フィリーズの反転攻勢が、米球界で「奇跡」と受け止められ始めている。開幕から歯車がかみ合わず、4月28日(日本時間29日)にはロブ・トムソン監督(62)が解任。ドン・マッティングリー監督代行(65)の就任時は9勝19敗と、名門の崩壊すら連想させる惨状だった。
それが21日(同22日)現在、25勝25敗の勝率5割まで戻した。直近10試合も7勝3敗と立て直しは数字にも表れ、地区首位ブレーブスとは9・5ゲーム差ながら、ワイルドカード圏までは3・5ゲーム差。急降下からの反転だけに、現地では驚きと警戒が混じる。まだ道のりは遠いが、ポストシーズンを語ること自体が非現実的ではなくなってきた。
そのV字回復の象徴が、アレック・ボーム内野手(29)だ。米メディア「ヤードバーカー」は21日(同22日)までに、序盤は批判の的だった強打者の復調をクローズアップした。3、4月のボームは打率1割5分1厘、出塁率2割1分8厘と沈黙。チーム低迷の戦犯のように扱われ、ファンの視線も厳しかった。
流れを変えたのは、マッティングリー監督代行の「リセット」だった。5月上旬のアスレチックス戦で数試合休ませ、練習漬けの状態から一度距離を置かせた。打撃コーチのケビン・ロング氏(59)も含め、首脳陣は技術論よりも心身の整理を優先した。その直後、ロッキーズ戦で7打数4安打。続くレッドソックス戦でも11打数4安打と勢いを持続し、パイレーツ、レッズとのカードでも快音は止まらなかった。

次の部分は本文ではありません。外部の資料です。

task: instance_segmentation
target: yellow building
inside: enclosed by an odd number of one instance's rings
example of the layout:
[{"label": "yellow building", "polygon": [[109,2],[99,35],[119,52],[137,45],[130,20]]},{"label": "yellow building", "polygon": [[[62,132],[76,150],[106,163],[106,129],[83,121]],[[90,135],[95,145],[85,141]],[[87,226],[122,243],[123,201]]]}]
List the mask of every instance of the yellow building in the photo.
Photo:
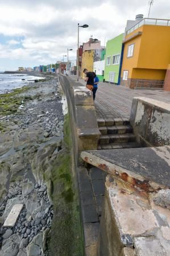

21日(同22日)現在、ボームは11試合連続安打中。5月は打率3割3分9厘、21安打、4本塁打と一変した。直近の本塁打は打球速度107マイル(約172キロ)を計測し、低空飛行だった打線に力感を取り戻させている。本人は「1か月の不振でシーズン全体が決まるわけではない」と冷静に受け止めるが、フィリーズにとってはそれ以上の意味を持つ。
監督交代だけでチームは変わらない。だが、酷評された主力がよみがえり、沈んだ空気を打ち破れば、順位表の見え方も変わる。開幕1か月で終戦ムードだったフィリーズは今、ボームの復活を合図に奇跡ではなく現実としての巻き返しを描き始めている。